If you accelerate a mass of 1 kg over a distance of 1 meter, you used 1 joule of Energy.(Work=Force*distance) Any machine can do this, but the Energy is the same. Energy is not a reality, it is only a definition. The only reality is that a mass will be accelerated over a distance of 1 meter. You cannot buy Energy. But you can buy a machine that can accelerate a mass. (Like a rocket). Knowing this you see that Energy and mass have nothing in common.

If you pass real fast an object you have to see it behave exactly the same as if you don’t move when you look at it. In order for this to be true you have to try to pass the object at a speed that is close to c (It cannot be faster then c). For example, you can try to pass the object at the speed of v (v is the observer speed, not the object speed) and you look at the mass. We know now that the object length will contract and time will take longer (dilatation of time). After all the math on this page we get E=mc*c. c is not the speed of the object but a constant that is CONSTANT for the universe. We can’t go faster then c. Here the mass is not moving, c is not its speed. And the observer is not moving, so v is 0.
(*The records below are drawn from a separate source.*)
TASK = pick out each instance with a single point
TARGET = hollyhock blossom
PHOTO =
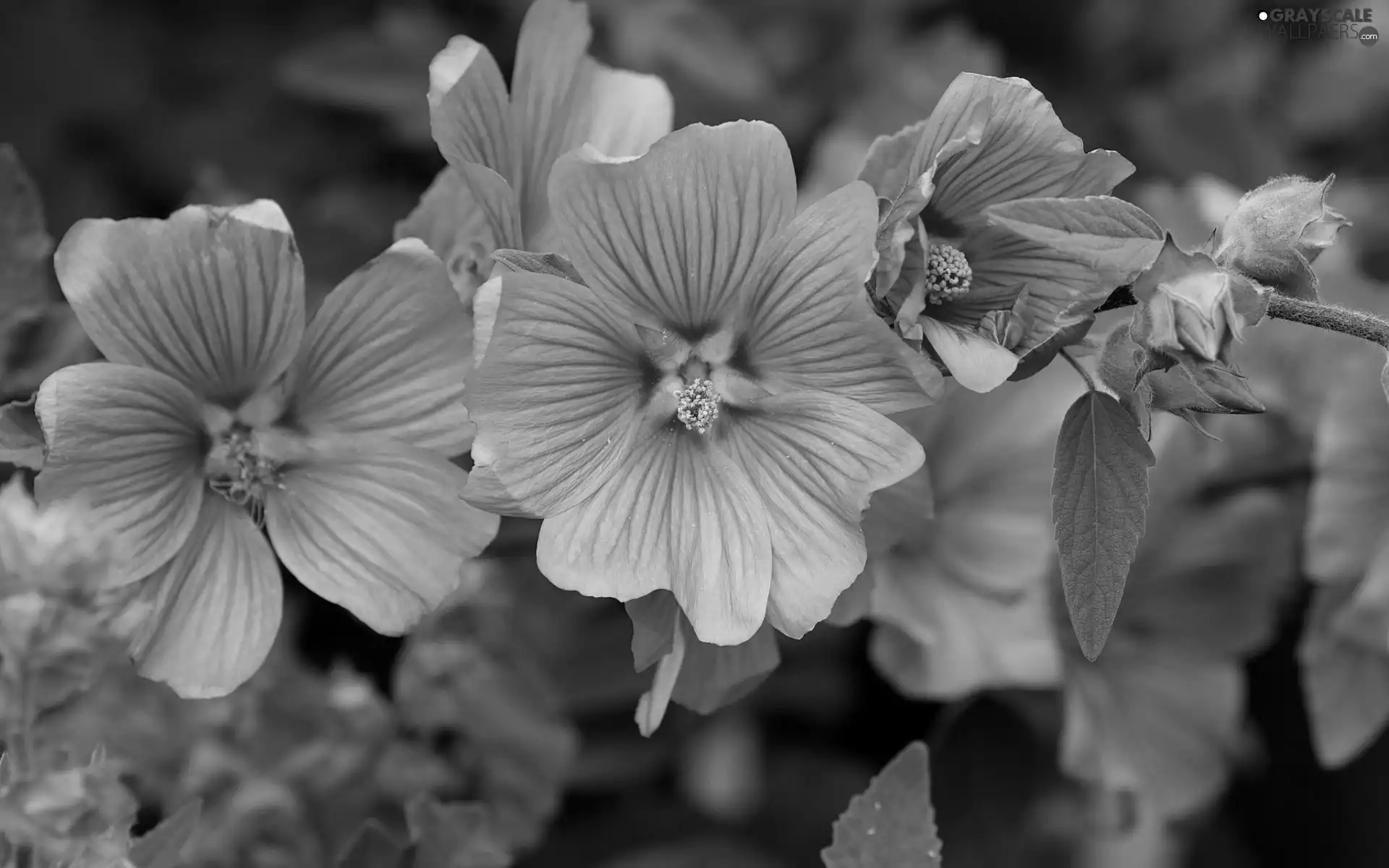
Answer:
(501, 148)
(218, 403)
(705, 414)
(978, 295)
(960, 553)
What kind of machine would produce that energy ? We can use the dissintegration of Uranium to liberate the mass of the uranium into a force capable of accelerating the other mass around it over many kilometers (This is what energy is: accelerating mass over a distance). Like an explosion of slinky each mass pushing into the others. The mass liberated push the mass all around it over great distance.The accelerating mass over distance in the explosion is what is call the Energy.

Energy is a fancy name to describe a mass moved around by some process or machine.
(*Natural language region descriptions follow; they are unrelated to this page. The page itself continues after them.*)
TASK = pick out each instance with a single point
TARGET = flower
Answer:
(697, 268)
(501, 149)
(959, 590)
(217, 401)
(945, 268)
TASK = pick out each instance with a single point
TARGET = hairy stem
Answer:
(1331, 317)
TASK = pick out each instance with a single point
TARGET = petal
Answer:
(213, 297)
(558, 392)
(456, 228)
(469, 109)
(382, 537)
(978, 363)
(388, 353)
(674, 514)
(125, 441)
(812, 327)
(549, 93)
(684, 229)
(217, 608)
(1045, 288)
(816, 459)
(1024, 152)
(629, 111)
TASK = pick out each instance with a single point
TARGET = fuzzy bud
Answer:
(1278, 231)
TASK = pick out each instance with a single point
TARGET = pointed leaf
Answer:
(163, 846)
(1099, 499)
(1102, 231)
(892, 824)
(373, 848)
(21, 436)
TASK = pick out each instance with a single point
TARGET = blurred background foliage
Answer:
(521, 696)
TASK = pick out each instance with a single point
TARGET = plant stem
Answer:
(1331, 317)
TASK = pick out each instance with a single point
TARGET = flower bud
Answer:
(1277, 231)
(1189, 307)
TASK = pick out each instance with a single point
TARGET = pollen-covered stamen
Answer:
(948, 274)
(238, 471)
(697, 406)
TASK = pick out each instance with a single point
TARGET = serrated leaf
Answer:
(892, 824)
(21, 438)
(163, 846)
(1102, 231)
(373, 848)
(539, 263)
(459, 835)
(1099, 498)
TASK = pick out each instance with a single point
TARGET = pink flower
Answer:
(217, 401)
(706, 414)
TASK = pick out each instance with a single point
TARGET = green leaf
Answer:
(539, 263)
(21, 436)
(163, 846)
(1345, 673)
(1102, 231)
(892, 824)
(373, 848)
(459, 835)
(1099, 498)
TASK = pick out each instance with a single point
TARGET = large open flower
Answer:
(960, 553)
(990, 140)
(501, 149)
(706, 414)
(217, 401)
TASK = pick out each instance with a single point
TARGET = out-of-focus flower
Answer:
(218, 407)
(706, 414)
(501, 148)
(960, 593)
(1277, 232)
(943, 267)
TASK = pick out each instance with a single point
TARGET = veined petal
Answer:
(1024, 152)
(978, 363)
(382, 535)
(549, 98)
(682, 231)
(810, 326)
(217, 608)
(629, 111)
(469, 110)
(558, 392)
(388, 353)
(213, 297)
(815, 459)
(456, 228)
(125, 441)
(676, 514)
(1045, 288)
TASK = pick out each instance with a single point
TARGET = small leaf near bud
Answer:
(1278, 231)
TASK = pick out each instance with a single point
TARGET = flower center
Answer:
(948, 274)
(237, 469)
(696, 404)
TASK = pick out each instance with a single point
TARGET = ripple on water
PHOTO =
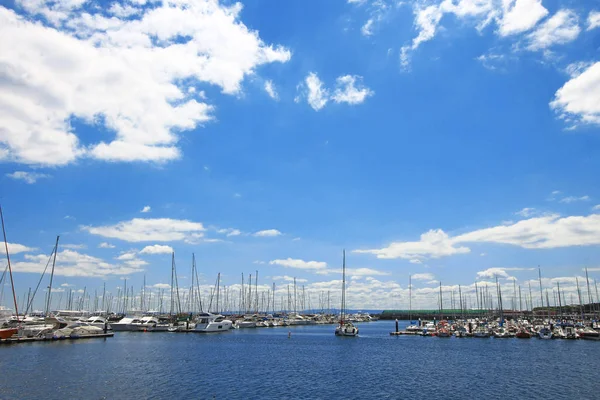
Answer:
(312, 364)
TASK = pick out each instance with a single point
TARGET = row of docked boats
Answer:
(521, 329)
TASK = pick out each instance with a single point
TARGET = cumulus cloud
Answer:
(157, 249)
(229, 232)
(562, 27)
(316, 93)
(520, 15)
(549, 231)
(267, 233)
(423, 277)
(289, 279)
(72, 263)
(15, 248)
(349, 89)
(435, 243)
(299, 264)
(573, 199)
(526, 212)
(27, 177)
(578, 100)
(131, 77)
(146, 230)
(271, 91)
(593, 20)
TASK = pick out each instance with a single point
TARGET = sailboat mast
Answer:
(218, 290)
(541, 291)
(52, 276)
(12, 283)
(409, 297)
(343, 287)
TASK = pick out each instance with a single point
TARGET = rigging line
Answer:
(40, 281)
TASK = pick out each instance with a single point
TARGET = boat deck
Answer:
(43, 339)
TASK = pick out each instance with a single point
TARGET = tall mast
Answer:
(541, 291)
(409, 297)
(343, 287)
(12, 283)
(172, 283)
(441, 304)
(218, 290)
(52, 276)
(589, 291)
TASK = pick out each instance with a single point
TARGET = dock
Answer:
(53, 339)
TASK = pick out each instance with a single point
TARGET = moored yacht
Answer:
(207, 322)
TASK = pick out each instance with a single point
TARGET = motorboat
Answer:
(545, 333)
(127, 324)
(589, 334)
(208, 323)
(523, 334)
(346, 328)
(481, 332)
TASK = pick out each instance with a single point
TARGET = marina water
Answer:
(311, 364)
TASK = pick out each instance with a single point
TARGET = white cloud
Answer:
(271, 91)
(317, 95)
(267, 233)
(147, 230)
(561, 28)
(72, 263)
(15, 248)
(578, 100)
(526, 212)
(573, 199)
(549, 231)
(300, 264)
(28, 177)
(593, 20)
(520, 16)
(424, 277)
(289, 279)
(130, 255)
(434, 243)
(350, 90)
(541, 233)
(161, 286)
(135, 83)
(157, 249)
(366, 29)
(492, 61)
(230, 232)
(73, 246)
(491, 273)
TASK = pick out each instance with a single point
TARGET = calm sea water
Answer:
(312, 364)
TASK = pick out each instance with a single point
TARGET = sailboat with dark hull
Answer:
(345, 328)
(6, 333)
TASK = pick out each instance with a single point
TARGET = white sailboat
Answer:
(345, 328)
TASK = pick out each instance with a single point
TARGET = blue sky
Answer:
(455, 141)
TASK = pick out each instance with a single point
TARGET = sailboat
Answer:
(6, 333)
(345, 328)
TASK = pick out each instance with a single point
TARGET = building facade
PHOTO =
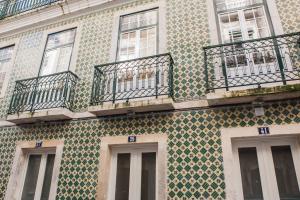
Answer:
(149, 99)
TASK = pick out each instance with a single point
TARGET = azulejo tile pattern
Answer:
(194, 147)
(289, 14)
(194, 152)
(187, 33)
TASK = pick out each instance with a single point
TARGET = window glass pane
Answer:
(147, 42)
(58, 52)
(48, 177)
(64, 59)
(148, 18)
(31, 177)
(122, 179)
(250, 174)
(5, 58)
(61, 38)
(234, 4)
(148, 176)
(285, 173)
(231, 28)
(138, 35)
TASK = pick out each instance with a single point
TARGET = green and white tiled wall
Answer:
(195, 168)
(194, 147)
(187, 33)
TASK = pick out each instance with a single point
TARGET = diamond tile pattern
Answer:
(194, 160)
(195, 168)
(187, 33)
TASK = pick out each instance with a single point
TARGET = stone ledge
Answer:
(41, 115)
(251, 95)
(137, 106)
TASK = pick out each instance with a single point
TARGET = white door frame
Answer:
(229, 135)
(265, 162)
(135, 169)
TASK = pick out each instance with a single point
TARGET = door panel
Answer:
(268, 169)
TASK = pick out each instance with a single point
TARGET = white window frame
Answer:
(74, 55)
(14, 43)
(20, 164)
(230, 135)
(213, 21)
(135, 152)
(162, 39)
(106, 151)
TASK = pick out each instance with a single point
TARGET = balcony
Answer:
(43, 98)
(13, 7)
(139, 85)
(263, 66)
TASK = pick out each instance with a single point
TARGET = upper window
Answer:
(58, 52)
(138, 35)
(5, 60)
(38, 176)
(234, 4)
(241, 20)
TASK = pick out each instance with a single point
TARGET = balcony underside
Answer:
(41, 116)
(137, 106)
(243, 96)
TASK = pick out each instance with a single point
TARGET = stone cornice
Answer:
(59, 11)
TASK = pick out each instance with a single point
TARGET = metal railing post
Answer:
(279, 59)
(170, 75)
(206, 70)
(115, 84)
(156, 78)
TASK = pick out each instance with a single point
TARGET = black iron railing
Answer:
(253, 62)
(13, 7)
(44, 92)
(144, 77)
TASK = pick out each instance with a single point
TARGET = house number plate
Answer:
(264, 130)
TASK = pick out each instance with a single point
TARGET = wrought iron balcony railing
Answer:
(13, 7)
(143, 77)
(44, 92)
(253, 62)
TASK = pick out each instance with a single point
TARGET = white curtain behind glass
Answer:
(58, 52)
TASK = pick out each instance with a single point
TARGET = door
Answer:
(268, 169)
(133, 173)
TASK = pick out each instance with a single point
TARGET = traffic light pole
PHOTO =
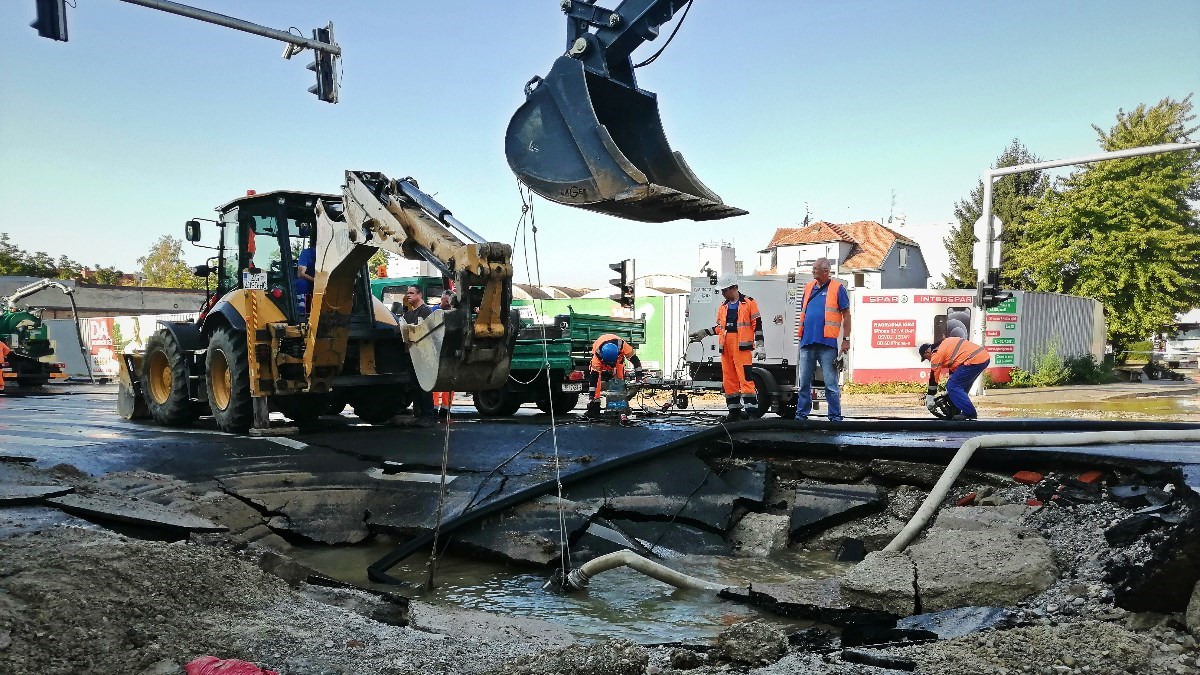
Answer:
(238, 24)
(990, 175)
In the Equation E=mc2, is it saying that the mass is moving at the speed c2? If so, how is that possible?

sir,How to break

E=MC*C

You can derive it in a few different ways out of other physics we have, and out of some mathematics that we have. But we have no explanation, and the correct answer is ‘we don’t know’. Matter has a rest energy, and relativistic energy, proportional to its rest mass and its relativistic mass – so its energy increases in a frame in which it is moving. We don’t know why.

It’s important to tell physics students honestly when we don’t know something, as one day one of them might find a new explanation. They should feel there’s good reason to think about it in that kind of way. If you often talk as if we know as much as can be found out about things, as you do, that will make them feel it’s not worth looking for an explanation, and it shuts down the search. But the search is what physics is all about.
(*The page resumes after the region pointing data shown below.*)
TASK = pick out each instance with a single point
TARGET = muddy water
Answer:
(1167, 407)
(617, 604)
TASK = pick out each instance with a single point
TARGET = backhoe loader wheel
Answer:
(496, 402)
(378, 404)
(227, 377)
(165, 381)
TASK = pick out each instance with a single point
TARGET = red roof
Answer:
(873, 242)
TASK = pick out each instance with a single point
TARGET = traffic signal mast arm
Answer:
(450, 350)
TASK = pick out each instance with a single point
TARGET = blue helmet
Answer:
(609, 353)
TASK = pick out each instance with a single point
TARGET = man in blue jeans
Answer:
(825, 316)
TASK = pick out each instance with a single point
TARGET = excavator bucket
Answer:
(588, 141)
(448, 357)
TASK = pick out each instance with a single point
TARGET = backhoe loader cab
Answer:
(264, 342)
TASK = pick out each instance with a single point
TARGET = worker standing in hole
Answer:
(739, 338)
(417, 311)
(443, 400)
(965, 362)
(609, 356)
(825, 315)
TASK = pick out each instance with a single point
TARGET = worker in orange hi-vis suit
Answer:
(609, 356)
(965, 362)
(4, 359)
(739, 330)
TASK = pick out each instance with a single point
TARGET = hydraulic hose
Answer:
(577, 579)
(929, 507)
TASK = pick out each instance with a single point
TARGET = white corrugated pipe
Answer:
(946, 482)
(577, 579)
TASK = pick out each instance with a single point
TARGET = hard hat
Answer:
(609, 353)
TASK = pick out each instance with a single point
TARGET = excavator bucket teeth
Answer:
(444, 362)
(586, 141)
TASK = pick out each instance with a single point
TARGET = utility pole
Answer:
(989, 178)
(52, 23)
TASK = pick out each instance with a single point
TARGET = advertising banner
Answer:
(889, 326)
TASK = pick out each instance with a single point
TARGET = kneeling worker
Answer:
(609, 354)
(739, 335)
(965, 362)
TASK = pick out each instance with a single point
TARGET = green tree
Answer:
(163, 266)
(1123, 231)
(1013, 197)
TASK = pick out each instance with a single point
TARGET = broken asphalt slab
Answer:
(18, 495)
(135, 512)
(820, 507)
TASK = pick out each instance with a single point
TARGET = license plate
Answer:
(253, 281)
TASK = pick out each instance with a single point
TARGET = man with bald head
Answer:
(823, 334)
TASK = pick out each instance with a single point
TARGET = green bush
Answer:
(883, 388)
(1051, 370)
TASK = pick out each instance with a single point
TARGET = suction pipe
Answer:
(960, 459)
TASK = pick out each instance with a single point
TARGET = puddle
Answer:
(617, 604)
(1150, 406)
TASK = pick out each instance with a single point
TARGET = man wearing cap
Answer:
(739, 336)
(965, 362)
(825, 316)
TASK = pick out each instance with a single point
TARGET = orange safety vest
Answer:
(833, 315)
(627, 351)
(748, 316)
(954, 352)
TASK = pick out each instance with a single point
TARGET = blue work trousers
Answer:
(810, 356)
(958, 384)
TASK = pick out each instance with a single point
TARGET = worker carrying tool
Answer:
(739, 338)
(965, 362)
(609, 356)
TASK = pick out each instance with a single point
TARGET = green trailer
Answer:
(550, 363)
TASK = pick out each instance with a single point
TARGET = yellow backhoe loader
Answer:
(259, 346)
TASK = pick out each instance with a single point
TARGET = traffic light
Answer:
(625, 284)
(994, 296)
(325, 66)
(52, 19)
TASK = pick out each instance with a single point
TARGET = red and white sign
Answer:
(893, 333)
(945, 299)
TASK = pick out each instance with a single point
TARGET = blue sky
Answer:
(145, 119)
The constants and variables and their ratios to each other are not arbitrary!

A specific amount of mass is completely converted to a specific amount of energy based on E=MC^2, (not 1/2 or 1/4 or 10 x). The correct answer is obtained exactly as the equation predicts, but only when the proper (complimentary) units of measure are employed through out the equation. In the English units of measure system for example, if energy is expressed in ft-lb. , then mass would be expressed in “slugs” which has the units of (lb-sec^2/ft), and speed of light would be expressed in in ft/sec. In the whole of of engineering and the sciences, consistency of the units of measure, or dimensional similitude, is absolutely imperative to arrive at the correct answer. When dimensional similitude is exercised, the answer will contain the correct quantity expressed in the correct units of measure.

Totally, totally fantastic article and presentation! I can’t remember when I both enjoyed a scientific presentation and, at the same time, was so confident in its’ veracity by virtue of the strength, logic, and manner of presentation. A physicist with a sense of humor and real, real intelligence. Kind of like Einstein himself. He was a very funny guy, enjoyed life, and also had a whole lot of wisdom. Read his quotes. But I really got a lot out of THIS presentation- intellectually- because the author showed his true humanity which, in THIS case, is quite brilliant!